また、高いドット密度は電子書籍リーダーとしてはすごく相性のいいスペックです。とても滑らかでキレイなフォントで読み物が表示できます。

また、コミックもがさつかない表示が可能で、よほどコマ割りが小さいものでない限り見開き表示で快適に読むことが出来ます。

上質なスタイラスの使いごこち

VersaPro VT-Jに標準でついてくるスタイラスはワコム規格のもので、筆圧検知に対応しています。

使わないときにはキーボードドックに上手に収納できるようになっています。

こちらの使いごこちもなかなか良好で、かなり滑らかな書き心地が堪能できます。筆圧検知も自然で使いやすいですね。ポインタの追従も悪くなくほとんど違和感なくフリーハンドドロウが出来ます。

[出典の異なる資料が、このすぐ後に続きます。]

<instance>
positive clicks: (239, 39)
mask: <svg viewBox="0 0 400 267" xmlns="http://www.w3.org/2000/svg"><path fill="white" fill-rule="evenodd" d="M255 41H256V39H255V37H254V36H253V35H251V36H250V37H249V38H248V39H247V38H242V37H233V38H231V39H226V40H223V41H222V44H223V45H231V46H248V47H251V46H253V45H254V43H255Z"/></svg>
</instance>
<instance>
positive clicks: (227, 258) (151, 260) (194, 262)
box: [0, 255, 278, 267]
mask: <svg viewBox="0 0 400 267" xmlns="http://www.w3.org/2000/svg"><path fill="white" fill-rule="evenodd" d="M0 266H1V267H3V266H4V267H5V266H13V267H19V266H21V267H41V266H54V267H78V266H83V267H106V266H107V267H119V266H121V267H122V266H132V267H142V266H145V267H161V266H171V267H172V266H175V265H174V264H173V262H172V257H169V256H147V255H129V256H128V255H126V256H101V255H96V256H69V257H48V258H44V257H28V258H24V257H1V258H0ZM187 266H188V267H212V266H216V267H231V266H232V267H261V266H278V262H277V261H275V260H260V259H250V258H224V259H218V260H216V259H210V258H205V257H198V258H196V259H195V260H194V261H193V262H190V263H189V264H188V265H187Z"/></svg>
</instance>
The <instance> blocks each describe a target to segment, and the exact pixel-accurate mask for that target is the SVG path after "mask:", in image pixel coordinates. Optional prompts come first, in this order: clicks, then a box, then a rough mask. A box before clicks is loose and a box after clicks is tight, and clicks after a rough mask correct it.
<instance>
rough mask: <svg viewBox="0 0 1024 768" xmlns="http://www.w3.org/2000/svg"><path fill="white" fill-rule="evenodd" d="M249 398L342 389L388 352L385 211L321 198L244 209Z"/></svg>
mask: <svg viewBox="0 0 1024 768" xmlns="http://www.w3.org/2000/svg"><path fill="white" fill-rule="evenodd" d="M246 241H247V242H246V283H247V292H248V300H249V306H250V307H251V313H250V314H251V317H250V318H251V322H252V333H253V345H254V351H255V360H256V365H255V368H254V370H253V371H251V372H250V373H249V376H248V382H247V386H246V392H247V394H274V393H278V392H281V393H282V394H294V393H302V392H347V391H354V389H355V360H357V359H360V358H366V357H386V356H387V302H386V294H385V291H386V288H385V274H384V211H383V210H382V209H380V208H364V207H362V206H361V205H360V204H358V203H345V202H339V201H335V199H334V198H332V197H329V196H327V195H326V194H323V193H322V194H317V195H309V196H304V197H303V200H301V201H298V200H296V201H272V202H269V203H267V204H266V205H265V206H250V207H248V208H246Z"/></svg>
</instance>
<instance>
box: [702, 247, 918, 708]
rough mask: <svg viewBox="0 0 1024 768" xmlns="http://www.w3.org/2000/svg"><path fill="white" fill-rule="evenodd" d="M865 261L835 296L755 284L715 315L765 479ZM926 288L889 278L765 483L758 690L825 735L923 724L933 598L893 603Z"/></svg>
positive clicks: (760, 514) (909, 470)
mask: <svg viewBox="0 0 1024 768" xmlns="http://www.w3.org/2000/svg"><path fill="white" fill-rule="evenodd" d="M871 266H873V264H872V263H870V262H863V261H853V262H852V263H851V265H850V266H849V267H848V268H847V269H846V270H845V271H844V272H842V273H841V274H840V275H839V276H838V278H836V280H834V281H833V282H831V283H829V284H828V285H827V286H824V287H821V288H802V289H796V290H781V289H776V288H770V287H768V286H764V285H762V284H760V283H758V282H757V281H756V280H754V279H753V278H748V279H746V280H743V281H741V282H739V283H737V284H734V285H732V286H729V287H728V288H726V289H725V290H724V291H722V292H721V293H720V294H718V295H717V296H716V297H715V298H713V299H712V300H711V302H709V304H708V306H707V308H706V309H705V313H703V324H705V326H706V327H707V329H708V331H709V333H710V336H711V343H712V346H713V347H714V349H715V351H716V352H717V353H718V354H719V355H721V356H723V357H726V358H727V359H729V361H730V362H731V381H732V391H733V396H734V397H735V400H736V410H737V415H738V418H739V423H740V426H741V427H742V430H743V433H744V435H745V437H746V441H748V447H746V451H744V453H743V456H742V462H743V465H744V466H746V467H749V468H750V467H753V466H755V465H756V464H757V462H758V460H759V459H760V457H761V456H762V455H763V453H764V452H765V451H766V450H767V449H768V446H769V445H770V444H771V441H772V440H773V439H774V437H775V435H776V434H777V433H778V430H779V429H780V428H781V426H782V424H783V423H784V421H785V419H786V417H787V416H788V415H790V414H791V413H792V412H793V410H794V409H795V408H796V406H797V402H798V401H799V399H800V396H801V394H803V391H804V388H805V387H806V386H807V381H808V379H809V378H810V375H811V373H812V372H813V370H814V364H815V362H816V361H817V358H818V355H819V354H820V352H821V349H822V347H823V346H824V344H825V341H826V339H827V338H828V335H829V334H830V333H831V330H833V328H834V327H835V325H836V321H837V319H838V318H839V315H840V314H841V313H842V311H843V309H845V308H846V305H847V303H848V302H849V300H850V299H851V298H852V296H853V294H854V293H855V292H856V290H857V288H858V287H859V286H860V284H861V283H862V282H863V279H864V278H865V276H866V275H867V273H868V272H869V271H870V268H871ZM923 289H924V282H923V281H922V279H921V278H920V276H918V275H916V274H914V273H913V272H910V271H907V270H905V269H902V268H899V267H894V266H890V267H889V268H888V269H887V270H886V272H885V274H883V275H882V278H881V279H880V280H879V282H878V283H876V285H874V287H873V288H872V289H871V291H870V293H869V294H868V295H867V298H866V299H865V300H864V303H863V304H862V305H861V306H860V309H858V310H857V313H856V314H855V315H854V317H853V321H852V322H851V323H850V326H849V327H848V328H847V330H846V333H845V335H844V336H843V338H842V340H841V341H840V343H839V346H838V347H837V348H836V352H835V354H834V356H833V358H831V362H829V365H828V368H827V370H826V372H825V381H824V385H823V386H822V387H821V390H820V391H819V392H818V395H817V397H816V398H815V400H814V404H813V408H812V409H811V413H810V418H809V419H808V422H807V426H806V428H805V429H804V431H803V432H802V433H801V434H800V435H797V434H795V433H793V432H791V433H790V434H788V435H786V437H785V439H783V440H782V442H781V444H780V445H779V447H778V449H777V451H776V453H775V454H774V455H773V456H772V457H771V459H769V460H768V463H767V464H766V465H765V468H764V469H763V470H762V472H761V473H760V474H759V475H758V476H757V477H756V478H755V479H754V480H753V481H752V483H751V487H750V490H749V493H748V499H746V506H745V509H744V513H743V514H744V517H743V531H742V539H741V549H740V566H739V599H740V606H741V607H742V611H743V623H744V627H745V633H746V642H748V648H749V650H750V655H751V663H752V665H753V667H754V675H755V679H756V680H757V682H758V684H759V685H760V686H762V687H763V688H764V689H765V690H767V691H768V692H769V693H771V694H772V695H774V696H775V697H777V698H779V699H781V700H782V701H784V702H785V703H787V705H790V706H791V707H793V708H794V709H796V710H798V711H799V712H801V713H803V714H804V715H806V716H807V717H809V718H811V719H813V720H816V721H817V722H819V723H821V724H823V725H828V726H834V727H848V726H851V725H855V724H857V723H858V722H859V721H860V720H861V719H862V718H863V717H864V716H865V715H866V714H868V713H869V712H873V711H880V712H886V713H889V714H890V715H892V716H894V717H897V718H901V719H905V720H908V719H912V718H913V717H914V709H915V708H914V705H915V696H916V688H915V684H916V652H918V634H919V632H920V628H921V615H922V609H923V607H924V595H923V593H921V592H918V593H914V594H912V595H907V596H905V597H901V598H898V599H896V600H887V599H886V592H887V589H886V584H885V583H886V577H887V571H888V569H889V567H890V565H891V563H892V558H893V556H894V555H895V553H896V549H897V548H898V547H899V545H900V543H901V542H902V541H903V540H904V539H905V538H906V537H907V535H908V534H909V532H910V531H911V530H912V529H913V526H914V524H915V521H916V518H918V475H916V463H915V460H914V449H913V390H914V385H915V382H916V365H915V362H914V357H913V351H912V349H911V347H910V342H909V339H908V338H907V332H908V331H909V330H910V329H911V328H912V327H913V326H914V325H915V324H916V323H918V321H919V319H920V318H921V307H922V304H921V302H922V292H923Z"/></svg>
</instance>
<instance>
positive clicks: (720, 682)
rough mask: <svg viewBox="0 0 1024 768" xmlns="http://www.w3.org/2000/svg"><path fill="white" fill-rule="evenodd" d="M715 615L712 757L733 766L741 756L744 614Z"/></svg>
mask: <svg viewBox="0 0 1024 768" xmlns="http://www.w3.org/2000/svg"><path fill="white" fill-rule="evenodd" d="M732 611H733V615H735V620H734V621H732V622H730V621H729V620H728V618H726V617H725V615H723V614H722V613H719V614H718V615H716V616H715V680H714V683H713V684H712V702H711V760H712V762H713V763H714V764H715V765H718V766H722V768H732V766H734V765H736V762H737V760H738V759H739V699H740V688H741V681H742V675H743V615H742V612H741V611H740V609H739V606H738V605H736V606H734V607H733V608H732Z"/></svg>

ポインティングデバイスとしてはドット密度が高い関係か反応がやや過敏に感じました。

特筆すべきキーボードの出来

そして著者が一番驚いたのは、実は付属のキーボードの出来具合です。

キーピッチこそやや狭めで一部のキーに幅が狭いものもあるのですが、キータッチ自体は実に素晴らしいものです。

やや硬めのクリック感ですが、押し込むときの押し圧変化の角が丸められている感じで、いきなり抵抗がなくなって指先がキースイッチのベースに衝突する感じがありません。

また、キースイッチの底を打つ感覚が柔らかくて指の疲労感は少なくて済みそうな感触があります。

キートップのぐらつきもよく抑えられていて工作精度も高く、安っぽいカチャカチャ音がありません。よくぞこのクラスにここまでのキーボードを付けたものだと、ここは正直感心しました。NECとレノボの協業の成果の一つかもしれませんね。

積極的に持ち運んでの物書きマシンにすごくおすすめできる一台です。

ただ、タッチパネルの使い勝手には少々閉口。ボタンクリック特に右クリックがものすごくやりにくいです。ボタンを使わずにタップでクリック動作を済ませたいぐらいに。

出先にもモバイルマウスを持っていった方がいいかもしれません。

超いいお買い物をした感

中古品ですしいくつか使っていて気になる点もあるにはあるのですが、著者の使い途にはものすごくいい買い物が出来た感があります。

外観には擦り傷や塗装のハゲがしっかりあるなどの難点はあります。中古ですから当たり前ではあるのですが。まあ、カメラなんかの基準だと外観は並品ぐらいのグレードだと思います。

その代わり機能面には全く問題なし。特にキーボードには一切使用感がありませんでした。

性能的にもある程度このPCで出来ることを分って利用する必要がありますが、一般的なオフィスワークぐらいだったら問題なくこなせる能力はあります。

電子書籍リーダーとしても優秀ですしスタイラスで遊ぶことも出来る、著者個人としてはものすごくお得な買い物を出来た感じです。

使い方によっては1台目のPCとしてもいけるでしょう。また、PCのことがよく分かった人の2台目にもおすすめできる一台です。

中古商品ゆえにいつでも入手できるものではありませんが、気になる方は中古取り扱いのお店をチェックしておくといいかも。この中身が1万円はやっぱりお得だと思います。